Создавая свою следующую коллекцию, Corporate Coding (весна – лето 1988), Джорджина Годли предприняла попытку иронически отобразить корпоративную культуру 1980‐х годов и показать иллюзорность прогресса, к которому она якобы ведет. Описывая эту коллекцию, Годли сделала особый акцент на том, что она была прямым ответом на состояние экономического и политического климата в конце 1980‐х годов: «Нужно хорошо представлять атмосферу того времени. Невероятное количество денег сосредоточенных в Лондоне, бум в Сити и всех этих яппи. От Маргарет Тэтчер и корпоративной культуры было некуда деться»104. Часть коллекции составляли платья с объемными вставками на бедрах, ампирной талией и пузырящейся спиной. Использованные для их пошива материалы – костюмные и рубашечные ткани в узкую полоску – однозначно ассоциировались с гардеробом служащих из Сити и таким образом несли в себе явный намек на феминизацию традиционных символов маскулинности. Ядро коллекции составляли несколько платьев с коротким рукавом, сшитых из хлопковых тканей контрастных цветов, типичных для корпоративных логотипов. Нанесенные на ткань шутливые принты были созданы специально для этой коллекции британским художником Тимом Хэдом. Годли поставила перед ним задачу придумать серию напоминающих логотипы рисунков, которые можно было бы использовать в дизайне текстиля. В результате Хэд создал четыре задорных принта: Deep Freeze – «Глубокая заморозка» (три точки, которыми обозначался соответствующий режим на панелях бытовых холодильников), TV Dinner – «Телеужин» (ножи и вилки, лежащие на подносе), Home Security – «Домашние охранные системы» (стилизованный силуэт сигнального звонка) и Test Tube – «Пробирка» (изображение обычной пробирки). Однако чопорно строгий фасон и схематичность расцветок делали эти платья похожими не столько на деловой костюм (как подразумевал замысел), сколько на униформу, которую носили стюардессы. Также следует отметить, что, подобно пародийному «властному костюму» из предыдущей коллекции, они явно ассоциировались с повседневными домашними делами, побуждая задуматься над тем, что новые «технологии себя» вторглись уже и в приватную сферу.
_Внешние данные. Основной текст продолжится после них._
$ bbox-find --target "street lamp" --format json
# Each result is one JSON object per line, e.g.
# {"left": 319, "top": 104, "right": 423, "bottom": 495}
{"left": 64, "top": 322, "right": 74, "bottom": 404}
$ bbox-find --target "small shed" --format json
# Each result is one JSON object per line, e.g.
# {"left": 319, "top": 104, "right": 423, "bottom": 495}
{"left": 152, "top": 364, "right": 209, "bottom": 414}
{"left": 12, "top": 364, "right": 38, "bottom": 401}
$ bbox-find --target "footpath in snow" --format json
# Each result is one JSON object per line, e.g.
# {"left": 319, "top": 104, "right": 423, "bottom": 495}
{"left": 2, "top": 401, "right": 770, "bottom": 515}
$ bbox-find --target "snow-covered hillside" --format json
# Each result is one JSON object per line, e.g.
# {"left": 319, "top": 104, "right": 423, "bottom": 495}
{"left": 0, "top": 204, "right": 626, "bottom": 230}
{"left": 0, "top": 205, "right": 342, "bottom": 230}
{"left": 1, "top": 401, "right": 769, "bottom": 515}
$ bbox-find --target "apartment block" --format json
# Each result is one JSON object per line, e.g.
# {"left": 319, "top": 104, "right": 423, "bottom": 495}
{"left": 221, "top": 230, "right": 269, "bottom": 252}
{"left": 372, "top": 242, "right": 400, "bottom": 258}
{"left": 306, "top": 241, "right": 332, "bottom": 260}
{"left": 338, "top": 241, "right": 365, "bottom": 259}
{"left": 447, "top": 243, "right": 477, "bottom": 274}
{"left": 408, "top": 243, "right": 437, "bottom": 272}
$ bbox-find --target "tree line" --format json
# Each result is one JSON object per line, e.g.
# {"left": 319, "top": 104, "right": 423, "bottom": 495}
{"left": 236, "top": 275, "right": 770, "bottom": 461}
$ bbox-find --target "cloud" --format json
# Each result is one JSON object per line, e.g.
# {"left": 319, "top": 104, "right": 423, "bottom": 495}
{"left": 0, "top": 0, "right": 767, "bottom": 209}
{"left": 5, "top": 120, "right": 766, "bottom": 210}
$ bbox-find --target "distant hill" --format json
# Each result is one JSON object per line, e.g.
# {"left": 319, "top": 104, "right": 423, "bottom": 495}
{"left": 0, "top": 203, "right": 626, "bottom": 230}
В целом коллекция Corporate Coding – это еще одно критическое высказывание Джорджины Годли в адрес властной манеры одежды и корпоративной модели женственности, выстроенной и активно культивировавшейся в 1980‐е годы. И вместе с тем это еще один ретроспективный взгляд в 1950‐е годы – туда, где мода 1980‐х годов искала и не раз находила идеальные образы традиционной цветущей женственности.